La palabra griega traducida prudentes aquí está relacionada con la palabra que Pablo usó en 2 Timoteo 1:6-7 con respecto al Espíritu Santo y fue traducida como dominio propio [traducida como “mente sana” en la versión King James]: “Por lo cual te aconsejo que avives el fuego del don de Dios que está en ti por la imposición de mis manos. Porque no nos ha dado Dios espíritu de cobardía, sino de poder, de amor y de dominio propio”.

El Espíritu de Dios es un espíritu de templanza. La templanza es la clave del poder y de una mente sana. La templanza es “una de las claves reales del poder espiritual y de la eficacia” (Visión Real, mayo-junio de 2005). Todos los frutos del Espíritu de Dios están conectados porque todos proceden de Dios.

“¿Tiene usted, en la actualidad, el mismo poder que tenían los cristianos originales?” preguntó el Sr. Armstrong. “¡Eran tan humanos como usted! La verdadera pregunta, entonces, es ésta: ¿Se rinde usted tan plenamente —entrega su voluntad tan incondicionalmente a Dios— ora tan a menudo, tan seria e intensamente como ellos? Si lo hace, se llenará de tanto poder divino como ellos, pues Dios no hace acepción de personas” (Las Buenas Noticias, febrero de 1983).

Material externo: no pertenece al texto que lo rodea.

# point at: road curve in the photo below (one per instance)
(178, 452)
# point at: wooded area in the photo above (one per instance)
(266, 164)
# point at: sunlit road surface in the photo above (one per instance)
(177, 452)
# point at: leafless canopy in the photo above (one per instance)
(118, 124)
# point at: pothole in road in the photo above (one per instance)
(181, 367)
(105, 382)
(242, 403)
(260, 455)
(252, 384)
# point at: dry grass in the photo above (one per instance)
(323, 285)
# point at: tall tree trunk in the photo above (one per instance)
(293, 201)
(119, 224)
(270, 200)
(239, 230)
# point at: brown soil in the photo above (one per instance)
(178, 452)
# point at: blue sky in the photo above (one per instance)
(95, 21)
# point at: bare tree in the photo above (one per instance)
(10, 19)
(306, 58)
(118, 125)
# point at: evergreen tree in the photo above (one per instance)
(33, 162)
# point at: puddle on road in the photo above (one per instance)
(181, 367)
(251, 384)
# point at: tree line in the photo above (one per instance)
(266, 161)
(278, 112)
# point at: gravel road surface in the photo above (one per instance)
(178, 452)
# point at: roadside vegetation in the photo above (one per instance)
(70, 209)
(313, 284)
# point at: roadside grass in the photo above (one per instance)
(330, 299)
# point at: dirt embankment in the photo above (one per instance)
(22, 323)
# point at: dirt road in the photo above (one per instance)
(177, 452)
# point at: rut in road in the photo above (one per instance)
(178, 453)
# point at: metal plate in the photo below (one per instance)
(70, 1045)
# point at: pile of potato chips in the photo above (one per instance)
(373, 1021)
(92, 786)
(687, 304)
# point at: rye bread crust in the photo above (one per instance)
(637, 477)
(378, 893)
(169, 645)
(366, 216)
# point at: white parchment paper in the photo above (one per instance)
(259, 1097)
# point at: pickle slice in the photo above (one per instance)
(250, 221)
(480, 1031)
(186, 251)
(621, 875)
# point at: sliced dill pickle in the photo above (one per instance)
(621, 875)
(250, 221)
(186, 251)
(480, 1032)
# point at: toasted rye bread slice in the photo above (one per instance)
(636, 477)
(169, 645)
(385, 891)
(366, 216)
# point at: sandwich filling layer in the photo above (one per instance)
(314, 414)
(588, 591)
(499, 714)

Dios quiere poner a su disposición este verdadero poder espiritual. Requiere ejercer la disciplina necesaria para acudir a Dios en busca de ayuda. Utilice la templanza para sufrir la dificultad, para mantenerse centrado y para impulsarse en su carrera espiritual.

A los que crucen la línea de meta les espera un premio increíble, mucho mayor que cualquier medalla de oro. Siga el ejemplo de un atleta de élite y tenga templanza en todas las cosas.